Just for fun, here is one with the original library function:
48 cycles timing BIN$            180 bytes      644 LAMPs
58 cycles timing pbin2           147 bytes      703 LAMPs
55 cycles timing NightWare       204 bytes      786 LAMPs
42 cycles timing BinLingo        204 bytes      600 LAMPs
82 cycles timing dw2bin_ex       2140 bytes     3793 LAMPs

LAMPs = Lean And Mean Points = cycles * sqrt(size)

Full source attached, with some switches.

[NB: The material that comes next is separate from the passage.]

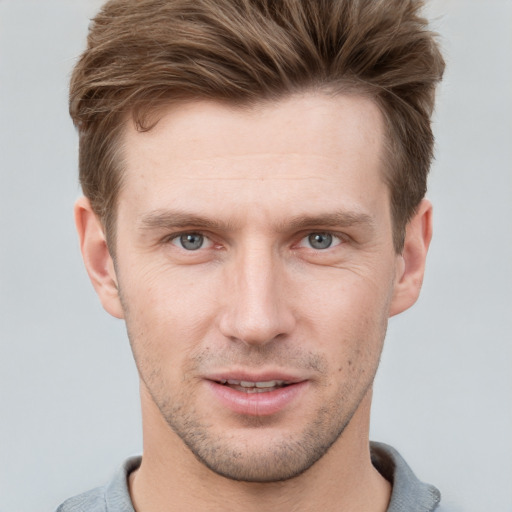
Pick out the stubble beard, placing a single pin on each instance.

[attachment deleted by admin]

drizz

here's my attempt  :8):

;; for 32 bytes
bintab equ BinaryTable
OPTION PROLOGUE:NONE
OPTION EPILOGUE:NONE
DwToBin proc dwValue:dword,pBuffer:dword
mov eax,[esp+4];dwValue
mov edx,[esp+8];pBuffer
push edi
push esi
push ebx
mov ebx,1111b
mov ecx,11110000b
mov edi,111100000000b
mov esi,1111000000000000b
and ecx,eax
and edi,eax
shr ecx,4
and esi,eax
shr edi,8
and ebx,eax
shr esi,12
mov ebx,[ebx*4+bintab]
mov ecx,[ecx*4+bintab]
mov edi,[edi*4+bintab]
mov esi,[esi*4+bintab]
shr eax,16
mov [edx+7*4],ebx
mov [edx+6*4],ecx
mov [edx+5*4],edi
mov [edx+4*4],esi
mov ebx,1111b
mov ecx,11110000b
mov edi,111100000000b
mov esi,1111000000000000b
and ecx,eax
and edi,eax
shr ecx,4
and esi,eax
shr edi,8
and ebx,eax
shr esi,12
mov ebx,[ebx*4+bintab]
mov ecx,[ecx*4+bintab]
mov edi,[edi*4+bintab]
mov esi,[esi*4+bintab]
mov [edx+3*4],ebx
mov [edx+2*4],ecx
mov [edx+1*4],edi
mov [edx+0*4],esi
mov byte ptr [edx+32],0
pop ebx
pop esi
pop edi
ret 2*4
DwToBin endp
OPTION PROLOGUE:PROLOGUEDEF
OPTION EPILOGUE:EPILOGUEDEF

and here's my regular function
OPTION PROLOGUE:NONE
OPTION EPILOGUE:NONE
;returns size in eax
DwToBin proc dwValue:dword,pBuffer:dword;buff max 33bytes
push edi
mov ecx,31
mov edx,[esp+4][4];dwValue
mov edi,[esp+8][4];pBuffer
bsr eax,edx
jz @2
sub ecx,eax
shl edx,cl
mov ecx,eax
@1: add edx,edx
inc edi
mov al,'0' shr 1
adc al,al
dec ecx
mov [edi-1],al
jns @1
mov [edi],dl
mov eax,edi
pop edi
sub eax,[esp+8];pBuffer
ret 2*4
@2: mov word ptr [edi],'0'
mov eax,1
pop edi
ret 2*4
DwToBin endp

OPTION PROLOGUE:PROLOGUEDEF
OPTION EPILOGUE:EPILOGUEDEF
The truth cannot be learned ... it can only be recognized.